A cell-free system that catalyzes phiX174 replicative form I (supercoiled circular duplex, RFI)-dependent phiX174 DNA synthesis has been isolated from Escherichia coli infected with phiX174 phage. The products formed with such preparations are viral strands as judged by hybridization to poly(U,G) followed by equilibrium centrifugation in CsCl. This phiX174 DNA-synthesizing involves formation of DNA-protein complexes that sediment in neutral sucrose with S values of 50, 60-70, and higher. The 50S complex contained a rolling-circle replicative intermediate DNA with an extended tail of single-stranded viral DNA. The DNA contained in the 60-70S region was a mixture of circular and linear single-stranded DNA, RFI, and RFII with an extended single-stranded tail. Such complexes have been isolated during in vivo progeny phiX174 DNA synthesis [Fujisawa, H. & Hayashi, M. (1976) J. Vriol. 19,409]. In vitro, maximal phiX174 DNA synthesis was shown to require the genetically defined proteins E. coli dna B, dna C, dna G, dna Z, rep. phiX174 gene A product, and other phiX174 coded proteins. The synthesis of phiX174 DNA is ATP-dependent and is inhibited by nalidixic acid and novobiocin but is resistant to rifampicin.

Gene A product of phi X174 is required for site-specific endonucleolytic cleavage during single-stranded DNA synthesis in vivo.

A functional gene A product of phi X174 was found to be required at the stage of single-stranded DNA synthesis. A precursor complex that synthesizes single-stranded DNA (50S complex [Fujisawa and Hayashi, 1976]) was isolated from cells infected with wild-type or with temperature-sensitive gene A mutant phage. Proper cleavage of the single-stranded viral DNA did not occur in cells infected with the temperature-sensitive gene A mutant under restrictive conditions. This resulted in (i) accumulation of linear viral DNA molecules of 2 units in length in the 50S complex and (ii) cessation of elongation of viral-strand DNA after one complete cycle of single-stranded DNA synthesis.

Viral DNA-synthesizing intermediate complex isolated during assembly of bacteriophage phi X174.

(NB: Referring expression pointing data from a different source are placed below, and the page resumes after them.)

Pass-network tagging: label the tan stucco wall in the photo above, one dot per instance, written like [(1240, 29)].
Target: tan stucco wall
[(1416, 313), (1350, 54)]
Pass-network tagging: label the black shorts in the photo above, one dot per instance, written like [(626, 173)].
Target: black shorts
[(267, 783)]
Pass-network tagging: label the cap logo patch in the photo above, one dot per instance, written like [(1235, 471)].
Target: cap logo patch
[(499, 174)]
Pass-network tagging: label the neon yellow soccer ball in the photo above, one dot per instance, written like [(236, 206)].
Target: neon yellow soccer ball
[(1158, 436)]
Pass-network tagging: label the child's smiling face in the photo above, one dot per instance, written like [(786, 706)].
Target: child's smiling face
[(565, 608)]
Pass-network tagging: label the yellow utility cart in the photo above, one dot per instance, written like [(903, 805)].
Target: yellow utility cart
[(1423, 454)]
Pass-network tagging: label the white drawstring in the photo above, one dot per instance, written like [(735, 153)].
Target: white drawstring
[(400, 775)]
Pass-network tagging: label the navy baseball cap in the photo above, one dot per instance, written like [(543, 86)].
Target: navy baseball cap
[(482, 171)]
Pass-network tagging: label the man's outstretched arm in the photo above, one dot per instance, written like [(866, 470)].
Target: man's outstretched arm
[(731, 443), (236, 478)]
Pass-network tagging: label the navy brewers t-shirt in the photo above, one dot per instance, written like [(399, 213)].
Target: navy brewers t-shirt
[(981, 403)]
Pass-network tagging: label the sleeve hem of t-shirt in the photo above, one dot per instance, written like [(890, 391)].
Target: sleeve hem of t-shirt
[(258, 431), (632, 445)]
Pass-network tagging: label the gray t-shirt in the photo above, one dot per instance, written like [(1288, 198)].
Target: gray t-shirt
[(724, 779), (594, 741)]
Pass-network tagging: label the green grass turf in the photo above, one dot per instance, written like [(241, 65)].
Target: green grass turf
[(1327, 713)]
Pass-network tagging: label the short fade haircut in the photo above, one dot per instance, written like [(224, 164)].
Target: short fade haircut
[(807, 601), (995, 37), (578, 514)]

A DNA protein complex that is a precursor of mature phi X174 phage was isolated. The complex sedimented with an S value of 50 in a sucrose gradient and contained phage DNA consisting of a replicative form molecule with an extended tail of single-stranded viral DNA. The viral-strand DNA ranged from one to two genomes in length. Proteins coded on the phi X174 genome as well as the host genome were associated with the viral DNA in the 50S precursor complex. Our results indicated that both viral DNA synthesis and cleavage of the growing viral-strand DNA occurred in the 50S complex.